Following the lead banner—“CHRISTOPHER STREET GAY LIBERATION DAY 1970”—representatives from various groups, cities, schools, and all different walks of life stepped off the sidewalk and into the street: Gay Liberation Front, Gay Activists Alliance, Mattachine-NY, D.C. Mattachine, various chapters of the Daughters of Bilitis, Philadelphia’s Homophile Action League, Lavender Menace, contingents from Boston and Baltimore, Lee Brewster’s Queens Liberation Front, and students from Yale, Columbia, and Rutgers.
“The courage that it took for some people to make those first steps from Sheridan Square into Sixth Avenue and out of the Village,” GLF member Perry Brass wrote, “was the summoning up of a whole lifetime’s desire to finally come clear.” At first, nerves propelled the crowd forward at a near jog; some later referred to the march as the “first run.” But, one writer said, “we got more militant as we marched along. Today we owned the streets. We felt liberated and free.”
Soon, a familiar shout cut through the air:
“Gimme a G!”
“G!” hundreds responded.
“Gimme an A!”
“A!”
“Gimme a Y!”
It was Sylvia Rivera, whose “voice was imperious, [her] expression selfless, then and as [she] cheer-led hoarsely along the sixty-block hike that was to end an hour later.”
Sylvia cheered the whole way.
Moving uptown, it seemed every marcher saw a queer person they knew in the crowd on the sidewalks, not quite ready to take the step. “Come on out or I’ll point you out!” someone yelled. And they did. “Tearing off the masks of anonymity,” giving up the relative safety of the sidewalk, hundreds of people took “the first step in our liberation.” And as more and more people joined, the pace slowed, the spirit lightened, and a sense of liberation connected thousands.

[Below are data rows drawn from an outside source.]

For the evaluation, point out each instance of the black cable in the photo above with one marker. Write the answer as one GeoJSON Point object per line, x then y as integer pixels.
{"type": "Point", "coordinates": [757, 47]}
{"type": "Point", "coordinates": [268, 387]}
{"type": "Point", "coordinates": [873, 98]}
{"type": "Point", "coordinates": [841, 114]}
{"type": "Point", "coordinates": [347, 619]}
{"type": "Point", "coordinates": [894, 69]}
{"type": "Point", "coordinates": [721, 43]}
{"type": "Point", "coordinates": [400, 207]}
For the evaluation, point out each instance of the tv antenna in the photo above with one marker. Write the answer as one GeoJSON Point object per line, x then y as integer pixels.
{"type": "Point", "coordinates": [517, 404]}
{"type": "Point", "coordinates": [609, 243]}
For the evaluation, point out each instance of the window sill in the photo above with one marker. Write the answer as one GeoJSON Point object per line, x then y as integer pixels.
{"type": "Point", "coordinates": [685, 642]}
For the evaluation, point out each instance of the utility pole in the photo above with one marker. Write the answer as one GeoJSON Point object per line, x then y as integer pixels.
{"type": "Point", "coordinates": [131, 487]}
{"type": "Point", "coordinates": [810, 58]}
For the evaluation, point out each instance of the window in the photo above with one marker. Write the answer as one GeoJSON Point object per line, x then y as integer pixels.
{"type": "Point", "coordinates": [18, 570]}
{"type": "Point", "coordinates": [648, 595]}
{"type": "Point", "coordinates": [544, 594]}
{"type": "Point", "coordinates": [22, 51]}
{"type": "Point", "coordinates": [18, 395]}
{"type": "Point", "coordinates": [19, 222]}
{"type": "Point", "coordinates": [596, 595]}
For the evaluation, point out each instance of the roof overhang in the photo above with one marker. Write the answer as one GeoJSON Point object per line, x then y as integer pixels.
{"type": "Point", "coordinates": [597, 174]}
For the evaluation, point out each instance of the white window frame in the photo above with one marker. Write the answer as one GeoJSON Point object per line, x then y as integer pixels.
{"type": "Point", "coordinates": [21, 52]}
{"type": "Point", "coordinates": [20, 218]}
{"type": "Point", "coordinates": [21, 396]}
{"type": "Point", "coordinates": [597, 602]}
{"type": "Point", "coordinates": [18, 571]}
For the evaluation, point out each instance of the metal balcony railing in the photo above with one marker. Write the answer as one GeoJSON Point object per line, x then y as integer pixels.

“In that March up Sixth Avenue,” Frank Kameny said, “I was moved to a feeling of pride, exhilaration, and accomplishment, a feeling that this crowd of five thousand was a direct lineal descendant of our ten frightened people in front of the White House five years ago!” Among the brightly colored signs and banners was an inconspicuous placard reading “San Juan Pueblo.” Although Harry Hay and his lover John Burnside had moved to an isolated area of New Mexico, he had managed to keep up with his Movement, arranging to be represented in his own, uncharacteristically subtle way.
By the time they reached Central Park, the lines of queer people stretched back twenty blocks, though few had any sense of just how big the crowd had gotten. Entering the park’s Sheep Meadow area, marchers came to a rocky rise on the western end, turning around to look down on thousands of their “known and unknown friends.” None of them—no one—had ever seen anything like it. People hugged, many cried, and spontaneous bursts of applause broke out; thousands of queer people were celebrating themselves and each other.
It was Gay Pride.
There was no program that afternoon, no agenda, no speakers; just a large group of gays dancing, chanting, kissing, relaxing, and occupying Central Park. It was “a family reunion, and the tattered carpeting of the park became a living room in which we all, under the beneficent sun, lived, touched, smiled and—not tolerated, but welcomed—one another’s differences not as a lessening of our own particular selves, but as endless complements to that spark of self which is the sum of one soul.”
For one afternoon, two lesbian writers noted, people experienced “the smiles of those unafraid of each other.” But, they said, “you can only do it once.”